Development and evaluation the efficacy of a water-soluble probiotic microencapsulation prototype for pediococcus acidilactici isolated from broiler chickens

Probiotics are live bacteria that can be given orally to promote gastrointestinal health. A limitation of probiotic use is their diminished efficiency following the loss of live cells during high-temperature processing and storage. Microencapsulation technology has been created to protect probiotic cells, preserve their viability, and maintain their efficacy following manufacture. The aim of this study was to evaluate the effectiveness of a water-soluble microencapsulation method using gum Arabic (GA) and skim milk (SKM) over a three-month storage period following processing. Four strains of Pediococcus acidilactici (BYF26, BYF20, BF9, and BF14) that were typical lactic acid bacteria (LAB) strains isolated from the chicken gut were used. After processing, their survivability and probiotic qualities were assessed from two weeks to three months of storage at varied temperatures.
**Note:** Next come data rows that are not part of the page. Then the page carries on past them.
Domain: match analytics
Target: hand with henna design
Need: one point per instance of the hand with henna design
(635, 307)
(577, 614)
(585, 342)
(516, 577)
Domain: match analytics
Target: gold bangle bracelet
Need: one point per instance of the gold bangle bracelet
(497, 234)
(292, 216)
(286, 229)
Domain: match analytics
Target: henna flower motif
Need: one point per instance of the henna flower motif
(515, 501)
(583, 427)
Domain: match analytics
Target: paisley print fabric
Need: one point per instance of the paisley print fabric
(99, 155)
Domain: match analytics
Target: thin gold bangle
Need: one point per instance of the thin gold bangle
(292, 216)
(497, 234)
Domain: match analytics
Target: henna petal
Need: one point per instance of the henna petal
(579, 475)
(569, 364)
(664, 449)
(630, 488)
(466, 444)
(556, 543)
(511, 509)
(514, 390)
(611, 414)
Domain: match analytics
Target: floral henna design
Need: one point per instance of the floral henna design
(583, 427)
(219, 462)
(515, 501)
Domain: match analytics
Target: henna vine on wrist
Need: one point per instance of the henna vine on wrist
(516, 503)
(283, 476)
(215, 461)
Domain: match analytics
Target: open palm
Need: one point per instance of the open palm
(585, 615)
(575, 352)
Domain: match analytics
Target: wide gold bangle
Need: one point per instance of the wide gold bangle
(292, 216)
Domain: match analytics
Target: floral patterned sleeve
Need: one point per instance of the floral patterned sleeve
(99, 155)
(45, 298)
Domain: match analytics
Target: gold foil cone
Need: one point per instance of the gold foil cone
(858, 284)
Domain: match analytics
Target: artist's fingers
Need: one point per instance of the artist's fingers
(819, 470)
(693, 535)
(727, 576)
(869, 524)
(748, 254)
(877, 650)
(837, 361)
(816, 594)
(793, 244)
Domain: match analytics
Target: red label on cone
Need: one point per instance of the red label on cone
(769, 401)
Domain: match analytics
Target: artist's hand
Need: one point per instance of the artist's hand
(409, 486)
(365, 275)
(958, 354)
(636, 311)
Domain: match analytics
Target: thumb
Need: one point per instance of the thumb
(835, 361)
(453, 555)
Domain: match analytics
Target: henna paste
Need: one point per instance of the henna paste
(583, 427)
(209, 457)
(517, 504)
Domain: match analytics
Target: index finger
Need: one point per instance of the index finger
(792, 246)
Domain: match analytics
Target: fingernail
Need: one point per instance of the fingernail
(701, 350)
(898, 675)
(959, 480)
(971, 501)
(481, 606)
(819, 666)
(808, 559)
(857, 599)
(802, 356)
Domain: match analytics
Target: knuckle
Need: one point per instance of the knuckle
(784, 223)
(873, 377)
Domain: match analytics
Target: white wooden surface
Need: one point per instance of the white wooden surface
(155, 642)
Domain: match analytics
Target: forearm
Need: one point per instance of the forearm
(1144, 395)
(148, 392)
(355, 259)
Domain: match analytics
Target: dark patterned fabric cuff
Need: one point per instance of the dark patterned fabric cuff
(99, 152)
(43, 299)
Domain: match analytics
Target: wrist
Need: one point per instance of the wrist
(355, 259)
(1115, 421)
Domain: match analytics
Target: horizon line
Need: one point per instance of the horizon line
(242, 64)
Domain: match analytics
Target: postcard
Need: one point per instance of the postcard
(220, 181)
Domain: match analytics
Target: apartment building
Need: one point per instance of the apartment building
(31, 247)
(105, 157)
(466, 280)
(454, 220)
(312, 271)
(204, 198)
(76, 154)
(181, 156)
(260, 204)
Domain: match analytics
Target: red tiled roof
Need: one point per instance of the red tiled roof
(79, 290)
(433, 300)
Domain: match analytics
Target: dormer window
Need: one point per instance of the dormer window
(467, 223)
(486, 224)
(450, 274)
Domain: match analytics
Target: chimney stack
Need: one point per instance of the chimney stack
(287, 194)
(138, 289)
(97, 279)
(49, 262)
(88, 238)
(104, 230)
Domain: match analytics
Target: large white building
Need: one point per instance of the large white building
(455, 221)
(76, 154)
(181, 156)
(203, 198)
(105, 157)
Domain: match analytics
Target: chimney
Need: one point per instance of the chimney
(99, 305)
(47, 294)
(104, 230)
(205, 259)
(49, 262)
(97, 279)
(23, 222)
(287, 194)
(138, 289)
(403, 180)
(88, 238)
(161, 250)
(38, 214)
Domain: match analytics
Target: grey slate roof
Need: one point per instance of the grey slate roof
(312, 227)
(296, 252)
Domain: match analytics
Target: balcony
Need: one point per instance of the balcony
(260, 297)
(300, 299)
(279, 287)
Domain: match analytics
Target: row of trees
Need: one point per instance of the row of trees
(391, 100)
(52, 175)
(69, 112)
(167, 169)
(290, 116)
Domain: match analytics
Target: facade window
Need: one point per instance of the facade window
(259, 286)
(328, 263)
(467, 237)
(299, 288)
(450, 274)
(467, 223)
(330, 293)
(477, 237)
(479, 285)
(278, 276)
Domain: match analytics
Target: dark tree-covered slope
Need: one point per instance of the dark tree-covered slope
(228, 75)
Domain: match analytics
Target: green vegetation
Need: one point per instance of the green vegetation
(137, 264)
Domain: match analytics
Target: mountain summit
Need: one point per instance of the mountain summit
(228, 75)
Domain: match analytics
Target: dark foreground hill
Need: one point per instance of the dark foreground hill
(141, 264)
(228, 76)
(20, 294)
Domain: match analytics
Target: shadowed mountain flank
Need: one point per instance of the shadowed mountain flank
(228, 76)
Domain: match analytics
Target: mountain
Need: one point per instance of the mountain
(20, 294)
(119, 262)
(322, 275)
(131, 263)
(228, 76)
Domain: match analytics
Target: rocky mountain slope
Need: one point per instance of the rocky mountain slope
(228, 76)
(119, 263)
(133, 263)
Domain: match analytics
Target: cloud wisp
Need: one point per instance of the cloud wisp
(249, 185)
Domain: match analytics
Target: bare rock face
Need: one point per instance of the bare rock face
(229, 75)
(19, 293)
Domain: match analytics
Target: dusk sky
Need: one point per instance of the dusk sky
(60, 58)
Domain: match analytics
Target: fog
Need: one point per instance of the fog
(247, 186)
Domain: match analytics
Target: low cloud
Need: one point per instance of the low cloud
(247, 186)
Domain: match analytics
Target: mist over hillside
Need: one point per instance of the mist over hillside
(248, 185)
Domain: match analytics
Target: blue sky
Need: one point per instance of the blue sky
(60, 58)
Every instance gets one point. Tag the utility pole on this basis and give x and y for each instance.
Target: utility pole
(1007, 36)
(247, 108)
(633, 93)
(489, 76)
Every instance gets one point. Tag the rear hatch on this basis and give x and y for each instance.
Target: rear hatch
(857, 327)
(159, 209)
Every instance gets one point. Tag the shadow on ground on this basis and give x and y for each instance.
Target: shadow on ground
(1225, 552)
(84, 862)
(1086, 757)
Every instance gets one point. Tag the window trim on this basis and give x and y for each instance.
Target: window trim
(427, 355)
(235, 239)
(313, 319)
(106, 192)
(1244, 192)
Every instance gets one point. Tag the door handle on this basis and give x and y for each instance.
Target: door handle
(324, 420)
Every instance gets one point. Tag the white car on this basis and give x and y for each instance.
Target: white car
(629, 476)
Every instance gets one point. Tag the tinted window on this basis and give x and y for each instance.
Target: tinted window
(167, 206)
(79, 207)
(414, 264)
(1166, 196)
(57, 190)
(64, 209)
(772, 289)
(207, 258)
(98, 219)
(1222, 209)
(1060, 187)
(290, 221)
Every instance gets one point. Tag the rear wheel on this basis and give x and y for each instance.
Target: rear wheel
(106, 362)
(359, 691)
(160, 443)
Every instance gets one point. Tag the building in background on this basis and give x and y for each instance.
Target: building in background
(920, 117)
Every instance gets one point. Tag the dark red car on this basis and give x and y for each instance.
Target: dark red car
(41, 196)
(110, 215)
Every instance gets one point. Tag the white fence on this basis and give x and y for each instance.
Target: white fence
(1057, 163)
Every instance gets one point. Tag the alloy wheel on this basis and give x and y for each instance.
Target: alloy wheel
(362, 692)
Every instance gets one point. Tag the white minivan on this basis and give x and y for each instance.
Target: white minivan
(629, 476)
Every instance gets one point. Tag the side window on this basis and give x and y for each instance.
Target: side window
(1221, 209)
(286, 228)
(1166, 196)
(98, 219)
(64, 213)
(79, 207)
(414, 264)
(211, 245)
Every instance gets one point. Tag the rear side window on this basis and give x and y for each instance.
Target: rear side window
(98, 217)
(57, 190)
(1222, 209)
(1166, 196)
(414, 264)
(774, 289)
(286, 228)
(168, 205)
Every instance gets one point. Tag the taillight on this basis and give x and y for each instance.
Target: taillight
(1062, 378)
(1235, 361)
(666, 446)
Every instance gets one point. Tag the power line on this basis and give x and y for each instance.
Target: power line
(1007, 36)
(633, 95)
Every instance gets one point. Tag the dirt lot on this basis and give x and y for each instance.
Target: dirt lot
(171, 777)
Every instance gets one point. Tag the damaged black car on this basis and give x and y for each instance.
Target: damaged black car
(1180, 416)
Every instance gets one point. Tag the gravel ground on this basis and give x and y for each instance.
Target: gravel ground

As shown by scanning electron microscopy, spray-drying produced a spherical, white-yellow powder. The encapsulation efficacy (EE percent) was greatest for a coating containing 30% gum Arabic (GA): 30% skim milk (SKM) (w/v) (GA:SKM30) compared to lower concentrations of the two ingredients. Coating with GA:SKM30 (w/v) significantly enhanced BYF26 survival under simulated gastrointestinal conditions (pH 2.5-3) and maintained higher survival rates compared to non-encapsulated cells at an artificial intestinal juices (AIJ) condition of pH 6.7. De-encapsulation tests indicated that the encapsulated powder dissolved in water while keeping viable cell counts within the effective range of 106 for 6 hours. In addition, following three months storage at 4°C, microencapsulation of BYF26 in GA:SKM30 maintained the number of viable cells and the preparation’s antibacterial efficacy against pathogenic bacteria, specifically Salmonella spp. In conclusion, our prototype for water-soluble probiotic microencapsulation effectively maintains LAB characteristics and survival rates, demonstrating its potential for use in preserving probiotic strains that can be used in livestock such as chickens.